The menisci are rubbery cushions that lie in the knee between the major bones of your knee, acting like shock absorbers. If you tear a meniscus, your knee will swell and become painful. You may feel that the initial pain has gone away, but an aching pain will return which will be particularly noticeable if you run, twist or flex the knee. Depending on which meniscus you tear, the pain could be on the inner or the outer knee. The pain may be worse at night.
Your knee may also click or ‘lock’ - this means you cannot straighten you knee. If your knee is locked you will need urgent medical attention. Left untreated a torn meniscus could lead to damage to the articular cartilage in your knee.
A tear in the meniscus is a common injury. Quite often an injury to the medial collateral ligament (MCL) can be mistaken for a torn meniscus.
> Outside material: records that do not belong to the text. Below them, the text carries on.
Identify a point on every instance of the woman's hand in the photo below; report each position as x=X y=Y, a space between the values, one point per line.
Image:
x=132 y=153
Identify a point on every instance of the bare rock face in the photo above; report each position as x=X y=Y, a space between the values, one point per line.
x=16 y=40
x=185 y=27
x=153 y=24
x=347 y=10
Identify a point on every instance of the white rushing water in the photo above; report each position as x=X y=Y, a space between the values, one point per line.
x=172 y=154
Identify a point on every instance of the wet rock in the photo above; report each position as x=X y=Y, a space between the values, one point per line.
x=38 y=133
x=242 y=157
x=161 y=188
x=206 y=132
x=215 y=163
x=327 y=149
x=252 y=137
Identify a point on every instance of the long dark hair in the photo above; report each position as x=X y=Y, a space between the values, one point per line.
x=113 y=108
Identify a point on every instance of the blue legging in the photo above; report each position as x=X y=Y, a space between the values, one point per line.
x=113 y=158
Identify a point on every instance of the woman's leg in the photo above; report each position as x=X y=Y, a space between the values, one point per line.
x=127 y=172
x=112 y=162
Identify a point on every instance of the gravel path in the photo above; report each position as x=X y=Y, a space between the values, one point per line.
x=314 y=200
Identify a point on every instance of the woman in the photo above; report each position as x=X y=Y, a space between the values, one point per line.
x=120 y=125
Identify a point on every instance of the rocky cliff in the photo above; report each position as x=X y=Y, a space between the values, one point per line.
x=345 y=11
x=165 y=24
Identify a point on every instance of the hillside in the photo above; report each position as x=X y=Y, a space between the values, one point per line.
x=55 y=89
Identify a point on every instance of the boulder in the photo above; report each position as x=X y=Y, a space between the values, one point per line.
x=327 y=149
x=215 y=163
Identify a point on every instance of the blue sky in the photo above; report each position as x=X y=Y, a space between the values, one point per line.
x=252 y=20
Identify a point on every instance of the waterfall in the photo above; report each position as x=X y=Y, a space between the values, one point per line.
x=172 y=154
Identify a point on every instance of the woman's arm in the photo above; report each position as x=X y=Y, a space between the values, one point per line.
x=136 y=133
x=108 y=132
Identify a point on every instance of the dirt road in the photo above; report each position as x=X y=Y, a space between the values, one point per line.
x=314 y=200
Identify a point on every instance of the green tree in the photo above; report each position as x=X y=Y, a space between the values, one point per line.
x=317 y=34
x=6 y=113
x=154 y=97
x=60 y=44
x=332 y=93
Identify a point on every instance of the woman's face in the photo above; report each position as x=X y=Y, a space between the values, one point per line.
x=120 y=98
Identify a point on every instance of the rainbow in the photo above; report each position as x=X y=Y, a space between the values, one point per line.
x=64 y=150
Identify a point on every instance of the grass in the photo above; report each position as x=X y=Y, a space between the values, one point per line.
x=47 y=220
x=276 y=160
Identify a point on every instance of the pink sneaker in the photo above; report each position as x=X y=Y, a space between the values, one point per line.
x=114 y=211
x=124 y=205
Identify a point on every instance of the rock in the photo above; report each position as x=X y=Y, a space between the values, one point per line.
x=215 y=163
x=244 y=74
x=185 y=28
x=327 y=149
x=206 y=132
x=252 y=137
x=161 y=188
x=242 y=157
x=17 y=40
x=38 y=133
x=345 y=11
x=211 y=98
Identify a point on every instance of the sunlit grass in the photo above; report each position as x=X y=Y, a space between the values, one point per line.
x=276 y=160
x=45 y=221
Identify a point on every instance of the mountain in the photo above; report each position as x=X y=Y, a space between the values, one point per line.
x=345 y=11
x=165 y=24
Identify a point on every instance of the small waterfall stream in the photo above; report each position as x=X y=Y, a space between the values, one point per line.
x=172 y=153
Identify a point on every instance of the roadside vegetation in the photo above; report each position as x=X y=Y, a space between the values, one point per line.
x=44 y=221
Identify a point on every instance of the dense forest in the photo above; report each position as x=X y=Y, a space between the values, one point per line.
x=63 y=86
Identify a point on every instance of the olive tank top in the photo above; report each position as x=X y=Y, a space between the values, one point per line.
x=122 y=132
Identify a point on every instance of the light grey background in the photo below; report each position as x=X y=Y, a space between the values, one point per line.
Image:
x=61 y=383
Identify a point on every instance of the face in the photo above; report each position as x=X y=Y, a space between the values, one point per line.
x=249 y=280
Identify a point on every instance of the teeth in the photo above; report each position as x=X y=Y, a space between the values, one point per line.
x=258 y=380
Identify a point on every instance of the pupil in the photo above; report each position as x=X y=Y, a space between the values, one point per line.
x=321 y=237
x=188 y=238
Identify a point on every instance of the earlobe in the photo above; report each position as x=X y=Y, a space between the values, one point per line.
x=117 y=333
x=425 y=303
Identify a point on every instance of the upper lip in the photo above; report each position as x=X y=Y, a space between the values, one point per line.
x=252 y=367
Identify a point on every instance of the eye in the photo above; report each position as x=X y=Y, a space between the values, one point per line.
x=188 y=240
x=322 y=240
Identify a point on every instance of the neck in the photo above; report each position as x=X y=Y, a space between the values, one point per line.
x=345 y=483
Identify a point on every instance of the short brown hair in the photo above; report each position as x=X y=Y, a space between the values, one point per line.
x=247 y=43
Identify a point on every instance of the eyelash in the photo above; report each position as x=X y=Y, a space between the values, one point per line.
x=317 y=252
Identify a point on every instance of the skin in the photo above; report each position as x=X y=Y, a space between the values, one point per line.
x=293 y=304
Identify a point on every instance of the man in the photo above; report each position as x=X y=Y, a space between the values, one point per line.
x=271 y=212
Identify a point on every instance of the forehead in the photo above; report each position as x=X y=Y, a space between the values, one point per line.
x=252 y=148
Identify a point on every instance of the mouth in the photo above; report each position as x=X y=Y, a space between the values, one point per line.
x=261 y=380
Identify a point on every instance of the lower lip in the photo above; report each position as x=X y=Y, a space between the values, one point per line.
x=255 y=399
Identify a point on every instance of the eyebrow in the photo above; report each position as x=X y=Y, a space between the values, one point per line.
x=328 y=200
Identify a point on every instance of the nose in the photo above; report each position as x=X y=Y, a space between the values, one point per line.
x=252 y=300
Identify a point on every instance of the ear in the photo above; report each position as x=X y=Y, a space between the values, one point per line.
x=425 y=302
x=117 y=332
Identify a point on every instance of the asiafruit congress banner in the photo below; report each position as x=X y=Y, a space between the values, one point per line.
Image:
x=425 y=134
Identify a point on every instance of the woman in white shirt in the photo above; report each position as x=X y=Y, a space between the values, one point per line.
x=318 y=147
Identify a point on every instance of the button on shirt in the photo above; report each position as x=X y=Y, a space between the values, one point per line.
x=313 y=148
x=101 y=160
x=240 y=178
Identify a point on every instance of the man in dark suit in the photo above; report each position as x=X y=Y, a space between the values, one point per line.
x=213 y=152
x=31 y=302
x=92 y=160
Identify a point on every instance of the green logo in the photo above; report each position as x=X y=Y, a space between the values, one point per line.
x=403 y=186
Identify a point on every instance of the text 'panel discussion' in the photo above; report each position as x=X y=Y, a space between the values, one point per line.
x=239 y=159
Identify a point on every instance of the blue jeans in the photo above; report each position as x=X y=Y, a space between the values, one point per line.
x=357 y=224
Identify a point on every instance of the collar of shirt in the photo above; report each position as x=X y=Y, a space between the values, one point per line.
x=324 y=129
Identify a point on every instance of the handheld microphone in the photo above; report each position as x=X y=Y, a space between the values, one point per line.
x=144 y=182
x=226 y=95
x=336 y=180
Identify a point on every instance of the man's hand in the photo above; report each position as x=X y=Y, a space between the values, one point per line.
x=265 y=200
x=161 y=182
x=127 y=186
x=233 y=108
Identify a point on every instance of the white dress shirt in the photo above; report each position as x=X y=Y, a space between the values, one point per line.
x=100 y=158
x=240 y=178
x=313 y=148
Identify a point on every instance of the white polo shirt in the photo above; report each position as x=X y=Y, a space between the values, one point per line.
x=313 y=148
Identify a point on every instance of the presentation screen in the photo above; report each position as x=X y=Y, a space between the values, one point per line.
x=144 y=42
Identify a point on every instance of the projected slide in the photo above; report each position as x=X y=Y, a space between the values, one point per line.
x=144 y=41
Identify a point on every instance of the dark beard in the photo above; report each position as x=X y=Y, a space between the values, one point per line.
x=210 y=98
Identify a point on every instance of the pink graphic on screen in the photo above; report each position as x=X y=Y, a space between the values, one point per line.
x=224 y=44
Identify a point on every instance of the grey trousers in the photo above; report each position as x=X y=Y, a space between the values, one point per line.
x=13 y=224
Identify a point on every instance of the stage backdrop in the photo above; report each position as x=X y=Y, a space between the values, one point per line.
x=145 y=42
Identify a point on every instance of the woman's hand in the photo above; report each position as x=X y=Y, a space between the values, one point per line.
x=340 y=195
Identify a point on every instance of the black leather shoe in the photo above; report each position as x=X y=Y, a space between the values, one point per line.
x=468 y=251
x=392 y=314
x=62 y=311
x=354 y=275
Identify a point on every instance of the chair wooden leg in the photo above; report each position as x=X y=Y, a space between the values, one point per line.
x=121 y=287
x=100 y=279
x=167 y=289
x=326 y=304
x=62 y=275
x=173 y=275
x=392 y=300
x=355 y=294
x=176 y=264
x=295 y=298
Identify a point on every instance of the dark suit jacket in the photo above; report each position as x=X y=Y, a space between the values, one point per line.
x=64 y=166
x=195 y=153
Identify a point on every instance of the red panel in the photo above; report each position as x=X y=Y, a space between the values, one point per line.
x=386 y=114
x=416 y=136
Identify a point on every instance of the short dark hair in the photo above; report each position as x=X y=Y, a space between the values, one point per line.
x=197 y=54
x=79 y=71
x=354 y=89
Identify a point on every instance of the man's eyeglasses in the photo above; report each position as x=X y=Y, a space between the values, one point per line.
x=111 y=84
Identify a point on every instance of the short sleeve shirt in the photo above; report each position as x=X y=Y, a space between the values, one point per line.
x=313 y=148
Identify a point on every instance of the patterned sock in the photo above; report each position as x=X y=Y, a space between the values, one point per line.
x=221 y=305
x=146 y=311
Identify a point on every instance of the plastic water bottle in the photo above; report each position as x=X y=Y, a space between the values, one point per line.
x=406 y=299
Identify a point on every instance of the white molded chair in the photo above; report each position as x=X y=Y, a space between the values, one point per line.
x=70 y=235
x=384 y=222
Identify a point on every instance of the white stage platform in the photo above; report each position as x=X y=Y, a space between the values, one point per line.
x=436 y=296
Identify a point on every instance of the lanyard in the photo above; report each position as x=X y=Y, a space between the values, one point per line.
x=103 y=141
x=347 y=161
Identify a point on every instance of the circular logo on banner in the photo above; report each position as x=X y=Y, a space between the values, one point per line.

Your doctor will examine your knee and may well use an MRI scan to ascertain what kind of injury you have.
A torn meniscus can occur at almost any age but may coexist with arthritis in people aged 40 or over and will lead to water on the knee.
To begin with your doctor will probably prescribe RICE: Rest, Ice, Compression and Elevation. They may also give you anti-inflammatories for the pain. If your knee is stable and not locking, this may be all the treatment you need.
If your knee is locking then the pain can be eased with an arthroscopy, which is minimally-invasive keyhole surgery. The surgeon is able to trim the torn meniscus, then you should recover fully within six to eight weeks. If your meniscus is repaired rather than trimmed you may need crutches for a few weeks.